Children and Other Beneficiaries
If you name children as beneficiaries and they are minors when you die, a court guardianship must be established for them until they become age 18—at which time they will receive the entire inheritance. Until then, the other parent (your ex-spouse) could be named by the court to manage the funds. Naming another individual (for example, your parent or sibling) as beneficiary with the understanding they will use the money to care for your children until they are older is also risky. You have no guarantee they will follow your instructions, they may be tempted to use the money for their own needs, and the money would be exposed to their creditors.
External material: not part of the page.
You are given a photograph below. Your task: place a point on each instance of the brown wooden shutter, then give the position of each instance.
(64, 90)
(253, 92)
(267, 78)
Naming a trust as the beneficiary instead and selecting your own trustee (which may still be your parent or sibling) is a much better choice. A trustee can be held liable if he/she misuses the trust assets. An ex-spouse can be prevented from having access to the money, and you can control when your children will inherit. Money that stays in the trust is protected from irresponsible spending, creditors, and even spouses. For all these reasons, a trust is an excellent choice as beneficiary instead of an individual, regardless of his/her age.
Your Will and/or Living Trust
If you do not update your will or trust, your ex-spouse may inherit your assets. And if he/she remarries, the new spouse and his/her children could inherit your assets, leaving your children and family with nothing. If you provide support to your parents or others, be sure to include them in your estate plan.
If you have minor children, you need to name a guardian for them in your will. (Even if you have a living trust, a simple will is required to name a guardian and to direct any forgotten assets into your trust.) Upon the death of one parent, usually the surviving parent will become the sole guardian. But if your ex-spouse has also died, had his/her parental rights terminated, or becomes an unfit parent, the court would have to appoint a guardian and would appreciate knowing your choice.
Durable Power of Attorney and Health Care Proxy
Most married couples give each other the power to make health care decisions, including those regarding life and death. Financial powers are also usually given to each other so that one can manage the other’s financial affairs without interruption. These are often quite broad, including the ability to buy and sell real estate, open and close financial accounts, change beneficiary designations, collect government benefits, etc. Instead of your ex-spouse, you can name a parent, sibling, close friend or adult child to have these powers and act for you when you cannot.
Professional Guidance and Assistance
You probably need an experienced attorney even more now to help you with updating your estate plan than you did when you were married. Don’t procrastinate on this. Make sure you protect yourself, your children and others who depend on you.